# hog processor near loganville ?



## arcame (Jul 6, 2016)

looking for a processor that does hogs near Loganville. mostly need sausage and chops..thanks.


----------



## Horns (Jul 6, 2016)

Is this for a domestic hog?


----------



## arcame (Jul 6, 2016)

no sir, non domestic


----------



## chris41081 (Aug 6, 2016)

I'm pretty sure 'Custom Processing' in Winder will do them. Not too far from Loganville  I'd call first to make sure though. They have done some deer for me and do a decent job.


----------



## 35 Whelen (Aug 6, 2016)

http://www.gohuntgeorgia.com/Hunting/Processors?cat=1


----------



## JWT (Aug 6, 2016)

Do it your self or why kill it?


----------



## brownceluse (Aug 6, 2016)

JWT said:


> Do it your self or why kill it?



Because he felt like it.


----------



## elmer_fudd (Aug 17, 2016)

chris41081 said:


> I'm pretty sure 'Custom Processing' in Winder will do them. Not too far from Loganville  I'd call first to make sure though. They have done some deer for me and do a decent job.

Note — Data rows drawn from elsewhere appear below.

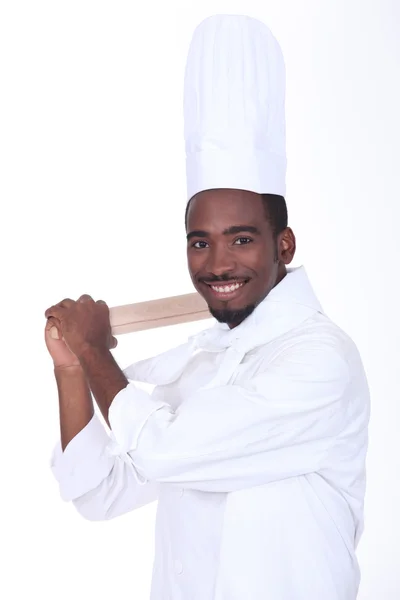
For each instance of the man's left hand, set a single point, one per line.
(83, 323)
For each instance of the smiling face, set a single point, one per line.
(234, 259)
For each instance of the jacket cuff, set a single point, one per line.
(84, 463)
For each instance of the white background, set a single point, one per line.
(92, 201)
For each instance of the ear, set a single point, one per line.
(286, 246)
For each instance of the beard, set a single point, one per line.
(232, 317)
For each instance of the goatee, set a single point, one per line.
(232, 317)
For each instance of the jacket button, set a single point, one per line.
(178, 567)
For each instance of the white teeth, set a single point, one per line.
(227, 288)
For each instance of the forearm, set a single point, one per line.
(103, 376)
(75, 402)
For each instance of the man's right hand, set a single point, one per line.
(58, 349)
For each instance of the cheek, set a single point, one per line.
(194, 262)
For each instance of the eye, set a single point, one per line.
(200, 244)
(242, 241)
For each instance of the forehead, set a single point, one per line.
(219, 209)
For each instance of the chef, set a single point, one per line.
(254, 439)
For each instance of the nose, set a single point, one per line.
(220, 260)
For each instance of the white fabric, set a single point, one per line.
(258, 464)
(234, 108)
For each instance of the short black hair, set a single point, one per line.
(275, 212)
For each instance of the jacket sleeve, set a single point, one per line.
(281, 423)
(101, 482)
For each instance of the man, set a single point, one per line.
(254, 439)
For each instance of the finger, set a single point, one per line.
(85, 298)
(54, 328)
(66, 303)
(55, 311)
(102, 303)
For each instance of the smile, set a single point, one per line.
(226, 291)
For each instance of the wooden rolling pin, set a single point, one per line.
(155, 313)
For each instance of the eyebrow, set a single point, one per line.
(229, 231)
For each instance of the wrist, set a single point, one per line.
(89, 352)
(66, 371)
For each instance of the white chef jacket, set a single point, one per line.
(253, 442)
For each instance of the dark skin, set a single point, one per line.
(231, 241)
(233, 244)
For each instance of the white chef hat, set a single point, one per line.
(234, 107)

Yep, I took a piggy there last year.  However, I dont think they will be open until deer season .. as soon as archery season opens.


----------



## ACRAthens (Nov 20, 2016)

arcame said:


> looking for a processor that does hogs near Loganville. mostly need sausage and chops..thanks.



Sorry - just now seeing this. Yeah -  as chris41081 said, custom deer processing in Winder will do both wild and domestic hogs. Good prices. Clean place. www.customdeerprocessing.com 

I took a deer there last week and was real pleased.


----------